Eram feitos heroicos
sempre a bem do povo.
E eu queria o bem
do povo, e gostava da história heroica que me contavam.
Ai meu amor! Eu
estava com a história!
“Aqui comando geral do movimento das Forças
Armadas…”
Algo que começara
as três da manhã só as sete da tarde eu sabia.
Tanto que eu não
sabia!
Foi o mundo que
se abriu!
Foi o saber que
aqueles que me ensinaram a venerar não passavam de ditadores!
Gente que não
deixava pensar, que não deixava ser, que não deixava amar!

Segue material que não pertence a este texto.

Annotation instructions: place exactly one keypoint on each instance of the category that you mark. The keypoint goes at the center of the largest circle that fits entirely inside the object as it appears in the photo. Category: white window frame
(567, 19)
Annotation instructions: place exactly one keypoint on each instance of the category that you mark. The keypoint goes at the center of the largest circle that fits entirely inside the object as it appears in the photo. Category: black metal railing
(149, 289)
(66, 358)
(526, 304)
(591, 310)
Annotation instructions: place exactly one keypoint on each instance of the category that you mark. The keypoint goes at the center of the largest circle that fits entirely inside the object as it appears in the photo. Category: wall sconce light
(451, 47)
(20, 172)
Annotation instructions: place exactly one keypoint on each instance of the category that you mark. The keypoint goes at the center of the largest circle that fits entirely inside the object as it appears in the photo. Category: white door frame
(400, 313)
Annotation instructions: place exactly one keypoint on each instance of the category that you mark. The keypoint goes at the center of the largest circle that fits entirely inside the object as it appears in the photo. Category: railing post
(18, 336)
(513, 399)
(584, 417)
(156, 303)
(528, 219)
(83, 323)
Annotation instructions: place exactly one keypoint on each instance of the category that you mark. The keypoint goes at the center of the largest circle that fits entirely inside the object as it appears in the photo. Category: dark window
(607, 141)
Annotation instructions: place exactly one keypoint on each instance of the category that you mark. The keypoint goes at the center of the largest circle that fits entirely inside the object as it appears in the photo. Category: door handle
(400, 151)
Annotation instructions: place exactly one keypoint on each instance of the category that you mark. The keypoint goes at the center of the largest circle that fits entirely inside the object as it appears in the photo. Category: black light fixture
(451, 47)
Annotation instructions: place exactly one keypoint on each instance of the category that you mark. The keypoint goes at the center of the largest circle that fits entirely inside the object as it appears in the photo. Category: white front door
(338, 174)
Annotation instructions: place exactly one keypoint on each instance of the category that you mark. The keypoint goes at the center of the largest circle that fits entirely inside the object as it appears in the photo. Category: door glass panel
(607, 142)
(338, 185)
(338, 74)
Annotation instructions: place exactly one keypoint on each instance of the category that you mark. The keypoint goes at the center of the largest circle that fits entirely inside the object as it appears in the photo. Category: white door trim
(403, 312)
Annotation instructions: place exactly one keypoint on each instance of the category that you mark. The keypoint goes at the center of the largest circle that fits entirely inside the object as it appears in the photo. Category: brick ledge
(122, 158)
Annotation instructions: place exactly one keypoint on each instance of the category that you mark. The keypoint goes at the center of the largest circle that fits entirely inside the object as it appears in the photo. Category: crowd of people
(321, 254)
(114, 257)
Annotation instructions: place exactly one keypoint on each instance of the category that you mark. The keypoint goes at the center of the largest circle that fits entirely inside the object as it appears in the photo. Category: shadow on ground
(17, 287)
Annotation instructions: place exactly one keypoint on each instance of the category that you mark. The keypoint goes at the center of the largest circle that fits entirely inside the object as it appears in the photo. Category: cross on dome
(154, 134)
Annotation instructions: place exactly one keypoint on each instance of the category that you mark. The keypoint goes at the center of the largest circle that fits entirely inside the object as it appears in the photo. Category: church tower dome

“Vi abrir-se a minha terra/ como um cravo de
ternura…”
Acreditava-se!
Acreditava-se na
felicidade, acreditava-se na liberdade.
Eu, nos meus onze
anos, eu que sempre vira a fraternidade e a solidariedade como grandes valores,
percebi que havia gente a engordar á custa de outros que da miséria faziam o
seu dia-a-dia.
Percebi que nem
todos os homens tinham a mesma justiça, percebi que muitos não estavam com as
suas famílias, seus pais, suas mães, porque um estranho poder não deixava.
Ai, meu amor!
Quanto me deram
para sonhar em Abril!
Deram-me amor,
esperança, mas também ódio, raiva, revolta e coragem!
Tanto sentimento
contraditório!
Deram-me a
democracia e disseram-me que todas as pessoas são iguais em direitos e deveres!
E eu acreditei!
Eu acreditei! …
Disseram-me que
os homens e as mulheres eram pessoas!
Que nenhum tinha
prevalência sobre o outro, e eu acreditei.
E de tudo isso
fiz a minha batalha, a minha luta, a minha honra!
Juntei-me aos
mais velhos que me contavam as histórias da repressão, ouvi-os.
Quis continuar a
luta contra os “alguns” privilegiados e sonhei o mundo perfeito.
Quanta desilusão,
amor.
Quanta desilusão!...
Acreditei que
cada um poderia ter mais importância quanto mais desse ao seu povo.
Acreditei que
conhecer e participar no crescimento do povo era mais importante.
Desilusão!...
Não pilhei, não
roubei!
Não fiz nada por
mim!
Só o meu
pensamento enriqueceu, mas isso não paga o pão.
Acreditei na
cultura, na história, na filosofia!
Mas acreditei
mais na poesia, no romance…
Perdia vida!
Ai, amor!
Falar de Abril!
Perdi-lhe o
significado!
Os vampiros andam
por ai!
Os caciques,
escapam da justiça, o povo continua arreigado às suas crenças e á sua
ignorância.
Cada um vota no
seu umbigo e não num ideal.
Ai, Abril, amor!
Que sonho que
passou, que não há mais nessa bola colorida entre as mãos de uma criança.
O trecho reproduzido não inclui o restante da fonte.